Ahmed, de 21 años, está detenido en un lugar que no fue relevado. El joven se declaró inocente el miércoles de apoyar material a terroristas y renunció a su derecho a presentarse voluntariamente ante el juez para la instrucción de cargos. La acusación que pesa sobre él tiene una pena máxima de 15 años en prisión y una multa de hasta 200.000 euros. Mientras, Sadequee, de 19 años, deberá comparecer ante un tribunal federal de Brooklyn (Nueva York), acusado de formular declaraciones falsas a los agentes de la Oficina Federal de Investigaciones (FBI) durante el transcurso de una investigación.
Viaje a Bangladesh
Fuentes judiciales precisaron que Sadequee habría mentido a la agencia de inteligencia el año pasado cuando fue interrogado sobre el propósito de su viaje a Bangladesh, aunque su familia dijo que el joven proyectaba contraer matrimonio en el país asiático.
Ambos viajaron en marzo del año pasado desde Atlanta a Canadá, donde se entrevistaron con tres hombres que eran blanco de una investigación terrorista, señaló un escrito del FBI presentado ante las autoridades federales. Según el documento, fue durante esas reuniones cuando se analizaron puntos estratégicos en EE UU que podían ser diana de un ataque terrorista, incluidas refinerías de petróleo y bases militares. También conspiraron para determinar formas de sabotear el Sistema de Posicionamiento Global (GPS) con el fin de alterar el tráfico y las comunicaciones militares.

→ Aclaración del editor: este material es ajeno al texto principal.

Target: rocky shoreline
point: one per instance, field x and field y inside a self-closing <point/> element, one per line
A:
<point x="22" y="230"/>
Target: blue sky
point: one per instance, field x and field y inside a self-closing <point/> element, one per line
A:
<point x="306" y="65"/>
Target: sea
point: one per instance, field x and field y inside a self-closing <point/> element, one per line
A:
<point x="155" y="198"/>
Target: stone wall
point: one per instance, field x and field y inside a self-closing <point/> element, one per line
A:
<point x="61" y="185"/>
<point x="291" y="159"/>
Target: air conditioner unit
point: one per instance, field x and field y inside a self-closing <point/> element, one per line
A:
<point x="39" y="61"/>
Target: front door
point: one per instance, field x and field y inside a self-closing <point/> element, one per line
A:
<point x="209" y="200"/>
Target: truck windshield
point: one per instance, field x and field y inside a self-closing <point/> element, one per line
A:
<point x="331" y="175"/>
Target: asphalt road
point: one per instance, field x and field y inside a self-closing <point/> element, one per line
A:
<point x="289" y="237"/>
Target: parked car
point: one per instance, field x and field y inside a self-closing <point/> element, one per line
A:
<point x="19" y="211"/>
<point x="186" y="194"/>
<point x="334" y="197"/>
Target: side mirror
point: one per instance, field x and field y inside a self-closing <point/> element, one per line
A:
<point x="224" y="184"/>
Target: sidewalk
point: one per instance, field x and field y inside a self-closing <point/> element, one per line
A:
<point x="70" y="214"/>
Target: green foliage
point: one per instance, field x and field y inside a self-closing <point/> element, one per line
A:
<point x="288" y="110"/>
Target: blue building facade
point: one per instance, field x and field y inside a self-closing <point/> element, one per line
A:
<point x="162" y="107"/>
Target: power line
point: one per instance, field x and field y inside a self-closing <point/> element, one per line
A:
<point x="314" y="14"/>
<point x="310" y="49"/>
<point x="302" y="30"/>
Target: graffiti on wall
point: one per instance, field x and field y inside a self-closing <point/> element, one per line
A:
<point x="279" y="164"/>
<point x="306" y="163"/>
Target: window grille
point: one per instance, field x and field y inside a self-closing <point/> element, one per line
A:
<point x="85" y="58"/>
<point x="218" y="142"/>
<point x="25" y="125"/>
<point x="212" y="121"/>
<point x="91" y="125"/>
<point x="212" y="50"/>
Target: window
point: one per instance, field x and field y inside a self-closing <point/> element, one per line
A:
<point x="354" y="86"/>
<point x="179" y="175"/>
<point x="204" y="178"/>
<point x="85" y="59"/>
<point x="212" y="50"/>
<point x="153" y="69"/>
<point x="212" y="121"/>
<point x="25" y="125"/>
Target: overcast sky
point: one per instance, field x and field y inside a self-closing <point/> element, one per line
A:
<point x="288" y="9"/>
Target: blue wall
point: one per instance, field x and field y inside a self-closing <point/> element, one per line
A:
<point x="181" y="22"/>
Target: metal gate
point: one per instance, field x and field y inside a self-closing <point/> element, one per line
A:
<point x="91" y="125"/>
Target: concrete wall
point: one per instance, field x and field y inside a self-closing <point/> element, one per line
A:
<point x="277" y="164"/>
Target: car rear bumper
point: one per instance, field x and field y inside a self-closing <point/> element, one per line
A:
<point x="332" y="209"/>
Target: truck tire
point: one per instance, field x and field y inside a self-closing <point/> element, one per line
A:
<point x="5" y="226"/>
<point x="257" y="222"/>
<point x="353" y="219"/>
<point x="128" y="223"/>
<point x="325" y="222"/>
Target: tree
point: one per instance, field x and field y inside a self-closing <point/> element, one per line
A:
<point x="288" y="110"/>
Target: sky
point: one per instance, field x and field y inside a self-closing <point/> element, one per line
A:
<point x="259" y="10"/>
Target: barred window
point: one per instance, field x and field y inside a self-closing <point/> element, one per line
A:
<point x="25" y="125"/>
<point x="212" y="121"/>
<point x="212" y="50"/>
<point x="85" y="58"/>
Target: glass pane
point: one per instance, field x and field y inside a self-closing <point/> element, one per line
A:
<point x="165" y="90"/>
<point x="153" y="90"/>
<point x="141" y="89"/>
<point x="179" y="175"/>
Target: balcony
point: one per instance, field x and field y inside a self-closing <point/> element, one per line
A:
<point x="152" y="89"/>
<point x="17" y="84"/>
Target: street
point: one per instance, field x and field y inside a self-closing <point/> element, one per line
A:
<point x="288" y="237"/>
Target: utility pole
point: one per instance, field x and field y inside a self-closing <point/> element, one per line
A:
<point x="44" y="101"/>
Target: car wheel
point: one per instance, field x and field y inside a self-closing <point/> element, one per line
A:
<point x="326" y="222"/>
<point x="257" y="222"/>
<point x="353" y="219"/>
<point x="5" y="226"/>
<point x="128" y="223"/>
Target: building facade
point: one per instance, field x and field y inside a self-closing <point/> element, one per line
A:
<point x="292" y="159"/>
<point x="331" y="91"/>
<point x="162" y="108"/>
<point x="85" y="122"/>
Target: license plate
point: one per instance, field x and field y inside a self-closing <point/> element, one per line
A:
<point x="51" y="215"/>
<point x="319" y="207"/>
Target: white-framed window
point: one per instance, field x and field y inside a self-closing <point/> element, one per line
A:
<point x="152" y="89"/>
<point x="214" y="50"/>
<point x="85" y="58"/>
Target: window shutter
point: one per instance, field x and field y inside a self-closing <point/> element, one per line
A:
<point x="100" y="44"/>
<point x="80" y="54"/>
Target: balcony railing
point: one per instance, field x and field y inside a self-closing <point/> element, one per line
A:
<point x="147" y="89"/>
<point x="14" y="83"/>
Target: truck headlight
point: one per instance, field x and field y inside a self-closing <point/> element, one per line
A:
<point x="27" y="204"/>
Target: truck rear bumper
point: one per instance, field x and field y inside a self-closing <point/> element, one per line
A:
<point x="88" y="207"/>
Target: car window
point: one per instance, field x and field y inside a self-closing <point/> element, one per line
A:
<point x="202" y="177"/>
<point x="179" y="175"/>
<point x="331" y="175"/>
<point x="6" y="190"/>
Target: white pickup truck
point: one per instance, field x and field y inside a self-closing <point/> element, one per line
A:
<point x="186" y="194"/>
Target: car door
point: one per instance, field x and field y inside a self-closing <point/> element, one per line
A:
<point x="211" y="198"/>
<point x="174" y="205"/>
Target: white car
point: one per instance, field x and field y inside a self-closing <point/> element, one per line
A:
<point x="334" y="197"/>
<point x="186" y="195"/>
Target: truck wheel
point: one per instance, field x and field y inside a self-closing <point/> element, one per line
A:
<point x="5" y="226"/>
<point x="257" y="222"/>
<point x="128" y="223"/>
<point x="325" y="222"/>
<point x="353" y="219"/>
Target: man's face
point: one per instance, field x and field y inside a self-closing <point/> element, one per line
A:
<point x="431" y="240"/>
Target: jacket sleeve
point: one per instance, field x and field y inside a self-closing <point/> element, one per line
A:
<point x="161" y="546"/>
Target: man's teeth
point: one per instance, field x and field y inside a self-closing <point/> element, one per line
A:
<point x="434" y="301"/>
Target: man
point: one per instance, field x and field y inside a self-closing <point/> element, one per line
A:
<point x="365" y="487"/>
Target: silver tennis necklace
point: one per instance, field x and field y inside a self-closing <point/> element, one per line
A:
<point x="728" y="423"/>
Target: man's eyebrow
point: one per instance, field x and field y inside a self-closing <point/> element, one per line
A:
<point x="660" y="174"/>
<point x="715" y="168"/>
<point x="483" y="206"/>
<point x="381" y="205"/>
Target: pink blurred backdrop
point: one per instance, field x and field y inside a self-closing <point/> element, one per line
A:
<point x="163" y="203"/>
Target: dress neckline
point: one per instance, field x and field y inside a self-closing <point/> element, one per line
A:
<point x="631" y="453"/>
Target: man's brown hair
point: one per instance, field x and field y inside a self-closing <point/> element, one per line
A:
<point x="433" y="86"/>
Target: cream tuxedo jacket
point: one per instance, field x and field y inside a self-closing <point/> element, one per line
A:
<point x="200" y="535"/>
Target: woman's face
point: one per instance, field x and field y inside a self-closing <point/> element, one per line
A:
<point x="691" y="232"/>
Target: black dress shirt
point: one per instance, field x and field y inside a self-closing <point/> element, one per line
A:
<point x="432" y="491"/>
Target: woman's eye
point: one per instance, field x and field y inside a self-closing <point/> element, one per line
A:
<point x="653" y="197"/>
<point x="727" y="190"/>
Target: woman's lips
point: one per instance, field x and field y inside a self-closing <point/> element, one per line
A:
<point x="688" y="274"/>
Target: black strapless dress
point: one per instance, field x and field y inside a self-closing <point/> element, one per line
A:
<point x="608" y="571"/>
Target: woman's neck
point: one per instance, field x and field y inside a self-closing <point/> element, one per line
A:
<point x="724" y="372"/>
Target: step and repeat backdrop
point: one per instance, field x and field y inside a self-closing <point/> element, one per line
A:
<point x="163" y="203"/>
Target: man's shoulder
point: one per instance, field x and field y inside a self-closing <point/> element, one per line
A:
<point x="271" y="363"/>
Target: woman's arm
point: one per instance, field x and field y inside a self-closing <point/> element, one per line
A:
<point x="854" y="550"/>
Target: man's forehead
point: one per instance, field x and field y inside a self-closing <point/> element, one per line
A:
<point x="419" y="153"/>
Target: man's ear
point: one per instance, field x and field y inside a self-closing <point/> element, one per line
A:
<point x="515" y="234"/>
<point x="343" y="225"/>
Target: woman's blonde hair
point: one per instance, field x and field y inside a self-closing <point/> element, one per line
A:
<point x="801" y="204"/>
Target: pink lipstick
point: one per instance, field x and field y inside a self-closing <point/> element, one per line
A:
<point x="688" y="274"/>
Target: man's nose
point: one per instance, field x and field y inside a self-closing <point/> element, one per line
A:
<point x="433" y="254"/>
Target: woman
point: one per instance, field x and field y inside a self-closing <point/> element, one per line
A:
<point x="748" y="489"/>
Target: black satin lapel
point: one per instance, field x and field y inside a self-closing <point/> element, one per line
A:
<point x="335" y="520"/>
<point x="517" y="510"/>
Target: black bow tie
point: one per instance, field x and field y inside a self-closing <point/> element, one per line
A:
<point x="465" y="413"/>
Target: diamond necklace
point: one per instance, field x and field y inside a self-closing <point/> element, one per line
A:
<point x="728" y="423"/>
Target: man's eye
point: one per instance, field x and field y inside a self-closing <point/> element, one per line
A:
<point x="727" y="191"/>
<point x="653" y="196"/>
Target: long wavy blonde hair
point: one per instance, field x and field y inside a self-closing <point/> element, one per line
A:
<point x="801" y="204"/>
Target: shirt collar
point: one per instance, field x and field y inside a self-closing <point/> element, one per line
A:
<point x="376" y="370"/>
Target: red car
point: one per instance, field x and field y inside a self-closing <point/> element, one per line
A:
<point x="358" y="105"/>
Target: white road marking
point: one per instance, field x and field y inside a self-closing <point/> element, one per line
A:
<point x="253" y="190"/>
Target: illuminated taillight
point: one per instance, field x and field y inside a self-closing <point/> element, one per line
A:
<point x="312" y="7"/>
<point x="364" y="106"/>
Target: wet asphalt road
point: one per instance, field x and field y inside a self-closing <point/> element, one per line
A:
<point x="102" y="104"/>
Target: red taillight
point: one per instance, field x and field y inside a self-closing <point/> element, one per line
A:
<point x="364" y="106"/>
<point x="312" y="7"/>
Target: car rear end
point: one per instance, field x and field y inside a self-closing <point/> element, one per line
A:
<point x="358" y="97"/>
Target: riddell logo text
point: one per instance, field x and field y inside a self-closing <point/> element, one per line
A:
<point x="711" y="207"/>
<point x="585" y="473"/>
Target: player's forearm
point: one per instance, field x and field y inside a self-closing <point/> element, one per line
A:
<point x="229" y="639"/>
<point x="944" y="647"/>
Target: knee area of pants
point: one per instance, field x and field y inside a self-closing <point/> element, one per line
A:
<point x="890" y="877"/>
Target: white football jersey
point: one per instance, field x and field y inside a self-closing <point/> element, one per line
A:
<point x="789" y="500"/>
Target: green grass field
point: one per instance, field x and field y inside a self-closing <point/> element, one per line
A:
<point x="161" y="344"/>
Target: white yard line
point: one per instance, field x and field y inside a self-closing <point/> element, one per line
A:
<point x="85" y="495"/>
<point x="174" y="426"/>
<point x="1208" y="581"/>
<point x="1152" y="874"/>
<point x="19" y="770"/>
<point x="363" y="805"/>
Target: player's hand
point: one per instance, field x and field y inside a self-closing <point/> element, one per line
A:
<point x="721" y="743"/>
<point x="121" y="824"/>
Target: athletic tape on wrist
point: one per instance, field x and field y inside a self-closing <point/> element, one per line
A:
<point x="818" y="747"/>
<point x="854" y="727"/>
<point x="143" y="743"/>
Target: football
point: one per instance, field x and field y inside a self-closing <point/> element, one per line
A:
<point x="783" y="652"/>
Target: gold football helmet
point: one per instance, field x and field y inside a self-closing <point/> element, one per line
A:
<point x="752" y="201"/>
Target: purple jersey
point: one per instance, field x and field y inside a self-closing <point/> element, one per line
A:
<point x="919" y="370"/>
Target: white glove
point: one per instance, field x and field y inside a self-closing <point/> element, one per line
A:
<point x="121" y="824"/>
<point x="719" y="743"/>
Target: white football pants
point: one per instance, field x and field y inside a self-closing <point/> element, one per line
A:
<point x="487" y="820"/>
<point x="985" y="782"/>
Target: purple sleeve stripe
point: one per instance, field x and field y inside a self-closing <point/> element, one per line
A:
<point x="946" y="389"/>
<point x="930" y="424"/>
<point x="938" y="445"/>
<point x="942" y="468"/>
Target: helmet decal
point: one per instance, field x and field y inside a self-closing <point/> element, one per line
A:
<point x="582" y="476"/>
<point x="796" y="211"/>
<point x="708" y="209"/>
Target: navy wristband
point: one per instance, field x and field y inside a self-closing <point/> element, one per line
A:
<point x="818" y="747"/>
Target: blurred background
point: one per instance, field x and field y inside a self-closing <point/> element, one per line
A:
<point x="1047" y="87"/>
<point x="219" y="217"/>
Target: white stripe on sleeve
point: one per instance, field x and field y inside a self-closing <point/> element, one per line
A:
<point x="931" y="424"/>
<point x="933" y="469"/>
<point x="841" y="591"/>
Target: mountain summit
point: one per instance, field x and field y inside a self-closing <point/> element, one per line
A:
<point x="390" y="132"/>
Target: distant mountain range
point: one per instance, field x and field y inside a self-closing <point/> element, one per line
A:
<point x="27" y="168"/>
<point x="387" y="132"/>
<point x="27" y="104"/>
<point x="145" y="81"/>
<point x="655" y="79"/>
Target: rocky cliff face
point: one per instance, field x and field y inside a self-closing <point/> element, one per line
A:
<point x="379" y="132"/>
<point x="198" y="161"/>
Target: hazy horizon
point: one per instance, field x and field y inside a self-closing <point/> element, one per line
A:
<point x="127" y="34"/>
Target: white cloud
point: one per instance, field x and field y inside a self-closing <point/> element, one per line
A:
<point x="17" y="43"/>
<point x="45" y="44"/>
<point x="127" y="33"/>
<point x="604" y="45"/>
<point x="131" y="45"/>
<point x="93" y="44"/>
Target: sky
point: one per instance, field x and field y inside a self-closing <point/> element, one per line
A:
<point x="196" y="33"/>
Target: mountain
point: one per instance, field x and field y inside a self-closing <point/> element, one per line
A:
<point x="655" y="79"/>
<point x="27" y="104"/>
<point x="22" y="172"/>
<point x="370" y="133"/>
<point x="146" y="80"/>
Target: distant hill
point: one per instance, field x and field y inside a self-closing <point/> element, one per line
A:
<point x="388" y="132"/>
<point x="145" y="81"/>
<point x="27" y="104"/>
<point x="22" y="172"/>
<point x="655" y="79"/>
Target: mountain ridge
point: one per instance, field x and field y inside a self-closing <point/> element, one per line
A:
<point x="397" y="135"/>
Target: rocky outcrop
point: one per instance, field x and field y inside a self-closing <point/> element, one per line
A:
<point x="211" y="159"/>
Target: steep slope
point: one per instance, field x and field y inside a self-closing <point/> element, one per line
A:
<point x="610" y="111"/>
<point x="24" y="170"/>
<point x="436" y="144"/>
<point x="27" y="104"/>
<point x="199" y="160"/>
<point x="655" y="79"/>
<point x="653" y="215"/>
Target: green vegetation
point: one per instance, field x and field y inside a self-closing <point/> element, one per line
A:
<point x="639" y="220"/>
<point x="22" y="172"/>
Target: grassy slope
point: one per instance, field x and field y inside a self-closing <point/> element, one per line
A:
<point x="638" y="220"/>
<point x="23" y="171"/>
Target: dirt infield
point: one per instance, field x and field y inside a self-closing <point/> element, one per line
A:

Además, el grupo desarrolló un plan para recibir entrenamiento «en uno de los diversos campos patrocinados por terroristas». Precisamente, Ahmed intentó realizar un viaje a Pakistán con ese objetivo. El mes pasado, se puede leer en la declaración jurada, el joven confesó que había estado con extremistas hablando sobre formas de perjudicar al Ejército, las comunicaciones comerciales y el tráfico nacional atacando los Sistemas de Posicionamiento Global (GPS).